You’re all familiar with the classic holiday story: one magical Christmas Eve, Albert Einstein went to visit his niece Mary and gave her a butt-ugly nutcracker doll. That night, the butt-ugly nutcracker came to life. They journeyed into a Christmas tree, where they met a Planet of the Apes reject, an obese clown, and a little drummer boy. Nazis showed up. With jetpacks. Nazi rats with jetpacks. NAZI RATS WITH JETPACKS! The Hitler rat looked like the guy famous for doing the soup can art. He had a shark tank. The shark got electrocuted. Albert Einstein sang a song about his pebbles. The drummer boy got decapitated. And one of history’s worst atrocities got recreated with toys.

The Nutcracker 3D aka The Nutcracker: The Untold Story is a bafflingly terrible movie, so ill-conceived on almost every level that it’s unfathomable that it even got made at all. Even more confusing is that it had a massive price tag of NINETY MILLION DOLLARS, so a lot of people not only apparently thought that this was a good idea, but also thought it would make a lot of money.

This image makes me die inside…

Not surprisingly, the movie didn’t make money. Opening over the Thanksgiving weekend of that year, most theaters opted to give their 3D screens to Disney’s Tangled instead, and I have no idea why they did that, I mean, I’m sure The Nutcracker would have been a huge hit if it had just been given the proper chance. I mean, it had such broad audience appeal. I am just aghast that it only made $16 million worldwide before more or less vanishing from the public until it was discovered by bad movie lovers on DVD.

Literally everything about this is wrong…

When I first watched it on disc in 2011, I was confounded by how the internet hadn’t exploded over it, as The Nutcracker falls into its own unique category of horrendous. At first, it didn’t quite live up to the hype the dismal reviews had built up–maybe because Nathan Lane is so damn charming even in crap like this–but as the movie went on, and it slowly turned into a drunken uncle’s version of Pan’s Labyrinth, I knew I had found something so dreadful that an actual shower might be required after witnessing it. And yes, the movie is THAT fucking bad.
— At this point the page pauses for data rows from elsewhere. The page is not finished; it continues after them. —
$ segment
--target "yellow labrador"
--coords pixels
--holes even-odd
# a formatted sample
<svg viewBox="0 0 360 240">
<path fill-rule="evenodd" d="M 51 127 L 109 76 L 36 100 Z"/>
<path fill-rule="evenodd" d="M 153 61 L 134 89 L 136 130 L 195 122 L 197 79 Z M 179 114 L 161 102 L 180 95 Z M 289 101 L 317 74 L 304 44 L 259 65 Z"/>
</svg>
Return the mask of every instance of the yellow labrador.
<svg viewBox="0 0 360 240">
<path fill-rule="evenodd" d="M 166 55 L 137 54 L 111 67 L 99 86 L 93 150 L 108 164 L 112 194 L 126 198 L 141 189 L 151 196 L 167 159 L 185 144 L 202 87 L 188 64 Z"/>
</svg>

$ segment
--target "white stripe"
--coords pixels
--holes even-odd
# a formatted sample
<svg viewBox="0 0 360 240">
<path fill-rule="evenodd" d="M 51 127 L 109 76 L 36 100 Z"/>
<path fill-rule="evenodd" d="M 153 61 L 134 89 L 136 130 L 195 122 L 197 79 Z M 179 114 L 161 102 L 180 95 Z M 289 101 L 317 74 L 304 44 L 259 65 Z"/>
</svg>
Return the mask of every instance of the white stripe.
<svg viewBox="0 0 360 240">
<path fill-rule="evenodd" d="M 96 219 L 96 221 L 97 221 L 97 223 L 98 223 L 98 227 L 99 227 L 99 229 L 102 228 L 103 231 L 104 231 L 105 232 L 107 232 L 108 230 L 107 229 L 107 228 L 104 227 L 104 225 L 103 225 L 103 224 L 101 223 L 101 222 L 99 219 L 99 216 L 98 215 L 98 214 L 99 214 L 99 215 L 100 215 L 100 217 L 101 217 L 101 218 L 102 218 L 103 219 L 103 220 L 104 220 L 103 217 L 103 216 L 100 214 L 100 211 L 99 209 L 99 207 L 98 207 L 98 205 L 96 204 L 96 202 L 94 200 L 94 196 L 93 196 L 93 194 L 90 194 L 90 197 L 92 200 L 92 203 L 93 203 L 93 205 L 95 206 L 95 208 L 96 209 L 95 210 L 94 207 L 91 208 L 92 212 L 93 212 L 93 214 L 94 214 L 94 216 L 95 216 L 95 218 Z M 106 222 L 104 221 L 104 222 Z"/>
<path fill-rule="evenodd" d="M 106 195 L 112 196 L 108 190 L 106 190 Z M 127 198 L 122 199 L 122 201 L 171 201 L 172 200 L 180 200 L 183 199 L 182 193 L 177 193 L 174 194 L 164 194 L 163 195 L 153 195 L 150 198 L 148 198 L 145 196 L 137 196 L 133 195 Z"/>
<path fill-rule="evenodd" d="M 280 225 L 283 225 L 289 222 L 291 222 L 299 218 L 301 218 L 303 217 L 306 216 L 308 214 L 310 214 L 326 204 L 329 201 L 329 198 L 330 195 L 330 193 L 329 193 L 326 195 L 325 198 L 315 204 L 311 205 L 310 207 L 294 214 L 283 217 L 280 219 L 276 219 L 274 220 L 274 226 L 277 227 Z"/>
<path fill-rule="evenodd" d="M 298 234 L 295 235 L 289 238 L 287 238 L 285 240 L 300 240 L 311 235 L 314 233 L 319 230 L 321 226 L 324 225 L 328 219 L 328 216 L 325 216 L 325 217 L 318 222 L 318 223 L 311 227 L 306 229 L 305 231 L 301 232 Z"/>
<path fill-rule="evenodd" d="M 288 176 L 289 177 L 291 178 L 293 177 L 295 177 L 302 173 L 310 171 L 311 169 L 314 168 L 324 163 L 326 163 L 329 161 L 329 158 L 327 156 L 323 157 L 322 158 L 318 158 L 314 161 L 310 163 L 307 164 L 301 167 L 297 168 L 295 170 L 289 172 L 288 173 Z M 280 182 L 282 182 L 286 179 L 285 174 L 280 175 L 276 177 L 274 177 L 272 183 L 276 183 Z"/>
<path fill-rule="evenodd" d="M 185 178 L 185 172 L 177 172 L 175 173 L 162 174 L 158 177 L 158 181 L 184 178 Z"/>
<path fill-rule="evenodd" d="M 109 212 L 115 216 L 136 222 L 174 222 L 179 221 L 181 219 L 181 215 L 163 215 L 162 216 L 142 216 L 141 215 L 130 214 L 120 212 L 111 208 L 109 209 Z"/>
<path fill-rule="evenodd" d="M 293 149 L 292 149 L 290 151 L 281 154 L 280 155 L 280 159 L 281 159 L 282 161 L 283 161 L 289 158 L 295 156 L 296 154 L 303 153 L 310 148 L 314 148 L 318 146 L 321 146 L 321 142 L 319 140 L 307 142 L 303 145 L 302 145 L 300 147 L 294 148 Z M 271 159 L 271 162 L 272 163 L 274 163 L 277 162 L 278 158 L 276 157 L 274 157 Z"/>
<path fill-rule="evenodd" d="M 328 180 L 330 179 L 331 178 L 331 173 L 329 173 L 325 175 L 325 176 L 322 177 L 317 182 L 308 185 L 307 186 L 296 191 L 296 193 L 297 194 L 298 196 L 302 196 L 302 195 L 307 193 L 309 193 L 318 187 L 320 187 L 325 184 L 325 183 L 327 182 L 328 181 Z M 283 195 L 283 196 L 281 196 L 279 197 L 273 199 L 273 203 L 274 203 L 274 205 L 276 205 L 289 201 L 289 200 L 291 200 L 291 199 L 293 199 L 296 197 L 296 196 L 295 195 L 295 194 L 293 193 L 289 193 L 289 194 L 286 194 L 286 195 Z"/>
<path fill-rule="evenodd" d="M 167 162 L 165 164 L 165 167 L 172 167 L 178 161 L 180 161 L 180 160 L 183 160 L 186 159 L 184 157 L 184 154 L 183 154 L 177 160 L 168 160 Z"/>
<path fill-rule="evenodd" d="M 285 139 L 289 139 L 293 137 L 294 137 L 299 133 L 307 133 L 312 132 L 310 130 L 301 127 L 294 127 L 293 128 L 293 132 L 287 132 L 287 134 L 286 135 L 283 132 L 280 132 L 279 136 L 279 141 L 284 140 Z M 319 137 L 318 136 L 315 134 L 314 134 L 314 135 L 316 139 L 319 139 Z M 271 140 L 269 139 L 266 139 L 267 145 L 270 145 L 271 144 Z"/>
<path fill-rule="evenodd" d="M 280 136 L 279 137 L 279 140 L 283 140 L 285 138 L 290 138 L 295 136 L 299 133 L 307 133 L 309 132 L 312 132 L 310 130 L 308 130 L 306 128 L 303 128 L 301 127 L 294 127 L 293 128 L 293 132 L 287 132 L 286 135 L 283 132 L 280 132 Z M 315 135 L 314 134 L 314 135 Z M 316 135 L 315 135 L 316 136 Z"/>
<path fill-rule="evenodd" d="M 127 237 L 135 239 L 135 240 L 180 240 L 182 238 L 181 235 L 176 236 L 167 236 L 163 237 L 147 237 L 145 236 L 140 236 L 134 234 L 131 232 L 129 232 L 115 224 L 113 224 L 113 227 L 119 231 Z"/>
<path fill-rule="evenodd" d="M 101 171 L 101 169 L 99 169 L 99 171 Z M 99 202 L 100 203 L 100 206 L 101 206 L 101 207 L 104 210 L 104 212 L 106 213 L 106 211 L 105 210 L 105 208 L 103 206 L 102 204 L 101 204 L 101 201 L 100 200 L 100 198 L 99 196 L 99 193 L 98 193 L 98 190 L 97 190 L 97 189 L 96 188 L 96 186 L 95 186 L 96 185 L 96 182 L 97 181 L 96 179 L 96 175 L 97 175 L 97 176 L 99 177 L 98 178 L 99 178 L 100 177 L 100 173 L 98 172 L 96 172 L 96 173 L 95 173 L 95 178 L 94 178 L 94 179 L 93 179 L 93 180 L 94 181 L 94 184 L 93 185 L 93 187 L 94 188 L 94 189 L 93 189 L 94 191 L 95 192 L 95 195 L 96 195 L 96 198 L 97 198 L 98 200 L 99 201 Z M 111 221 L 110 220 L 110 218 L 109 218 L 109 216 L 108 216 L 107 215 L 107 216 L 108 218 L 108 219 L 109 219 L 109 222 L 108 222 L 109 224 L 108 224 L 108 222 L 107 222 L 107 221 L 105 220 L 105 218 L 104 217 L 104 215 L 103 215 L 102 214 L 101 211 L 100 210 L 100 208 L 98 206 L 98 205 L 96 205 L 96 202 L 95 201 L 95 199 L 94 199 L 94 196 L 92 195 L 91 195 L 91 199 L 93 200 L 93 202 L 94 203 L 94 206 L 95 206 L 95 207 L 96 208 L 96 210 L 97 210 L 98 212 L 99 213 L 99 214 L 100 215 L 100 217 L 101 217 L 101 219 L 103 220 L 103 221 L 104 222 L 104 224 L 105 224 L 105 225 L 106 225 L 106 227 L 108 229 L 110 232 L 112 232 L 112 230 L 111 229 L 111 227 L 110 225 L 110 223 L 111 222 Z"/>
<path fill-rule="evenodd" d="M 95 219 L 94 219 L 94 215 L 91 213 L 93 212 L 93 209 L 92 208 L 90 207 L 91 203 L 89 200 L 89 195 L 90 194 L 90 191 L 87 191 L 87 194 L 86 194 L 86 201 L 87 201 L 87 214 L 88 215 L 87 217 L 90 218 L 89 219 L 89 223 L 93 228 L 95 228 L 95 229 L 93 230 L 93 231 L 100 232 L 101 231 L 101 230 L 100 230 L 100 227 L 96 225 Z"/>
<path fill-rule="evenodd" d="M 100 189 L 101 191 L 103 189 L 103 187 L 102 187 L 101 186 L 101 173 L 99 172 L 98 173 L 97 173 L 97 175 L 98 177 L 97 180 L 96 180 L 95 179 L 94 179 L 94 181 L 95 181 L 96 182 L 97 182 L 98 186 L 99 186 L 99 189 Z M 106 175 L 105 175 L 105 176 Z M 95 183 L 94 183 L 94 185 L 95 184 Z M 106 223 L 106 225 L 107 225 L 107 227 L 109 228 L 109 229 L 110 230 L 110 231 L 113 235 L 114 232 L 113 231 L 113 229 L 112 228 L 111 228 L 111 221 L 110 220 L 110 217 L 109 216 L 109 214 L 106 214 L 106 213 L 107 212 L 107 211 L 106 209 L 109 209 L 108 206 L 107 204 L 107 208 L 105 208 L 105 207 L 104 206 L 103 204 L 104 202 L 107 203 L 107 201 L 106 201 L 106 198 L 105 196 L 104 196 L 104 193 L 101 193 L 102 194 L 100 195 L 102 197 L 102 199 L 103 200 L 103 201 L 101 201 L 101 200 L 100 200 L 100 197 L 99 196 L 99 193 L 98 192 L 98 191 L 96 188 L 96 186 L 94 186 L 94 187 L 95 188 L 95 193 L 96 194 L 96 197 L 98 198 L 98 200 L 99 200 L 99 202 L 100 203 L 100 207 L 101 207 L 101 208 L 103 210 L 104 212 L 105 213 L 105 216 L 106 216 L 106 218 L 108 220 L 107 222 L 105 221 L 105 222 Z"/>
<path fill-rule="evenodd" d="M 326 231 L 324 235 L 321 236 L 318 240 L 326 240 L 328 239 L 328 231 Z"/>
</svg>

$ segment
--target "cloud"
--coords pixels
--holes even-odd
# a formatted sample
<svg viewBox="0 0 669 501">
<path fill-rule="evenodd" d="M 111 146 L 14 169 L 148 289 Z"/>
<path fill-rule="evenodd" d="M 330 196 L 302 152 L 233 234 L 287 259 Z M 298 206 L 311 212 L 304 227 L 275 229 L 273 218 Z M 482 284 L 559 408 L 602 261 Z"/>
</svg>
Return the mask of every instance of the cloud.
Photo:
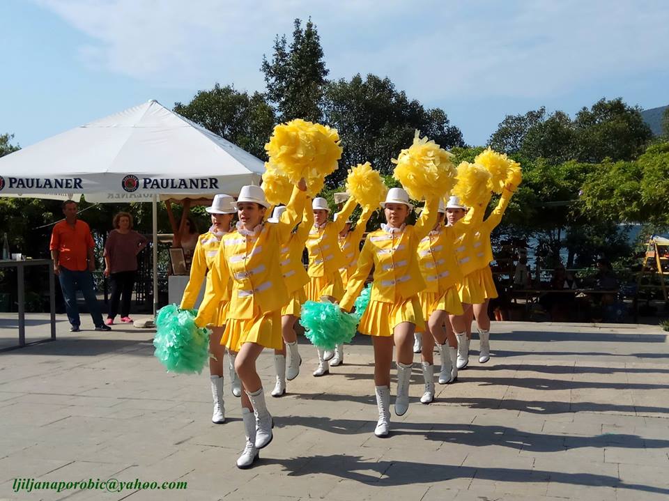
<svg viewBox="0 0 669 501">
<path fill-rule="evenodd" d="M 426 101 L 554 96 L 663 69 L 669 53 L 661 0 L 37 1 L 87 36 L 87 64 L 174 87 L 262 88 L 263 54 L 309 15 L 330 77 L 387 75 Z"/>
</svg>

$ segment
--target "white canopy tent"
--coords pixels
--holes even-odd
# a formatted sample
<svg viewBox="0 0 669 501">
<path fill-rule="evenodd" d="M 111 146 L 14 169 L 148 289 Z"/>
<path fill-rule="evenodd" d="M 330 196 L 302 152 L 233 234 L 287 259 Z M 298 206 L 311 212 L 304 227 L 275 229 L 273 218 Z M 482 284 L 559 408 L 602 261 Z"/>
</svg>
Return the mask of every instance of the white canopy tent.
<svg viewBox="0 0 669 501">
<path fill-rule="evenodd" d="M 152 202 L 156 242 L 159 199 L 236 195 L 259 185 L 264 170 L 259 158 L 151 100 L 0 158 L 0 196 Z"/>
</svg>

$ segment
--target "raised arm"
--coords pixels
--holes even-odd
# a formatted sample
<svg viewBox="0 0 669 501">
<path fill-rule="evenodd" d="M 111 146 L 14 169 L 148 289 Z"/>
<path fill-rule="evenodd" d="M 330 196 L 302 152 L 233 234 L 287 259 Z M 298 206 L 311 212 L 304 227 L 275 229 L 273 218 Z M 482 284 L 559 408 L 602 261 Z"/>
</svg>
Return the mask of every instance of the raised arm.
<svg viewBox="0 0 669 501">
<path fill-rule="evenodd" d="M 300 183 L 305 187 L 302 190 L 300 185 L 293 188 L 291 199 L 286 206 L 286 210 L 282 214 L 277 226 L 279 231 L 279 240 L 282 244 L 288 243 L 291 240 L 291 233 L 293 229 L 300 219 L 305 210 L 305 201 L 307 199 L 306 185 Z"/>
<path fill-rule="evenodd" d="M 337 213 L 337 221 L 334 223 L 334 227 L 337 229 L 337 233 L 339 233 L 344 229 L 344 224 L 346 224 L 346 221 L 348 220 L 351 215 L 353 213 L 353 209 L 355 208 L 357 205 L 357 202 L 355 201 L 355 199 L 349 196 L 346 203 L 344 204 L 344 207 Z"/>
<path fill-rule="evenodd" d="M 364 245 L 362 246 L 362 250 L 360 251 L 360 257 L 357 260 L 357 268 L 356 268 L 355 272 L 348 279 L 346 292 L 339 302 L 341 309 L 351 311 L 353 307 L 353 303 L 355 302 L 355 300 L 364 286 L 364 281 L 369 276 L 369 272 L 371 270 L 374 264 L 374 245 L 370 243 L 368 237 L 364 241 Z"/>
<path fill-rule="evenodd" d="M 195 250 L 193 251 L 193 261 L 190 265 L 190 276 L 188 283 L 181 296 L 181 309 L 192 309 L 197 300 L 197 295 L 202 287 L 202 282 L 207 274 L 207 261 L 204 256 L 204 249 L 200 244 L 200 239 L 197 239 L 195 244 Z"/>
<path fill-rule="evenodd" d="M 418 240 L 422 240 L 426 237 L 428 233 L 434 228 L 437 222 L 437 213 L 439 210 L 439 199 L 430 198 L 425 201 L 425 206 L 423 211 L 420 213 L 420 217 L 416 221 L 415 229 L 416 236 Z"/>
<path fill-rule="evenodd" d="M 209 270 L 209 275 L 208 287 L 204 291 L 204 297 L 195 317 L 195 323 L 198 327 L 206 327 L 213 321 L 218 305 L 224 297 L 230 282 L 228 265 L 225 261 L 225 245 L 222 242 Z"/>
</svg>

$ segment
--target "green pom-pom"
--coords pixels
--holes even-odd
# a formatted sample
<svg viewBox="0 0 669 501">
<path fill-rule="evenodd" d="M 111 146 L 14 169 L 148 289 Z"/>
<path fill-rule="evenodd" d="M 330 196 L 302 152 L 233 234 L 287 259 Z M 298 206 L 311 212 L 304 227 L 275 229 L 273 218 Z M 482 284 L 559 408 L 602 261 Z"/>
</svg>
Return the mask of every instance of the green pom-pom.
<svg viewBox="0 0 669 501">
<path fill-rule="evenodd" d="M 355 335 L 357 316 L 344 313 L 338 305 L 307 301 L 302 306 L 300 324 L 312 344 L 324 350 L 350 343 Z"/>
<path fill-rule="evenodd" d="M 362 314 L 367 309 L 367 305 L 369 304 L 369 298 L 371 297 L 371 284 L 368 284 L 367 286 L 362 289 L 362 292 L 355 299 L 353 305 L 355 307 L 355 311 L 353 314 L 357 317 L 357 321 L 360 321 Z"/>
<path fill-rule="evenodd" d="M 176 305 L 158 311 L 153 355 L 168 372 L 200 373 L 209 360 L 209 331 L 195 325 L 196 314 Z"/>
</svg>

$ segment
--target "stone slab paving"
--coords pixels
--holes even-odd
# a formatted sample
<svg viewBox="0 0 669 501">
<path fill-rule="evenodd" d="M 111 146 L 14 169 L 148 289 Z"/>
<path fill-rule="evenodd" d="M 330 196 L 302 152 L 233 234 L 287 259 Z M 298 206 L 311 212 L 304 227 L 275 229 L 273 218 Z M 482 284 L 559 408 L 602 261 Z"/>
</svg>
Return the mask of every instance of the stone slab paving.
<svg viewBox="0 0 669 501">
<path fill-rule="evenodd" d="M 47 316 L 31 318 L 31 335 L 48 337 Z M 166 373 L 151 330 L 75 334 L 59 318 L 56 342 L 0 353 L 2 500 L 669 499 L 669 344 L 656 327 L 493 323 L 491 361 L 477 363 L 472 341 L 470 368 L 430 406 L 418 401 L 417 355 L 411 406 L 385 439 L 373 434 L 369 339 L 316 378 L 301 338 L 302 373 L 286 396 L 269 396 L 273 358 L 259 359 L 275 439 L 241 471 L 227 381 L 228 420 L 213 424 L 208 375 Z M 0 344 L 16 336 L 0 316 Z M 14 492 L 17 478 L 187 488 Z"/>
</svg>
But the weird thing is that a lot of passion and effort went into making it. On the excellent documentary included on the DVD (yes, you read that correctly), it’s made evident that everyone involved thought they were making a bold new holiday adventure movie. It also has a rather fascinating production history that somehow goes back more than 40 years, as it began life as a “good will” project between Hollywood and the Soviet Union that would have come out during the Cold War before it ultimately fell apart. But hey, everyone who made this movie tried. So, the moral of the story is don’t try. Don’t ever be creative, lest you risk making one of the most tone-deaf World War II (that doesn’t even take place during that time period!) Christmas movies ever created by anyone ever.

Oh my God I feel dirty even writing about this trainwreck. I haven’t even gotten into how TIM FUCKING RICE of The Lion King fame did the songs. And yes, this movie has songs. Abysmal ones. God, I think I need a shower. Have a great night, gang!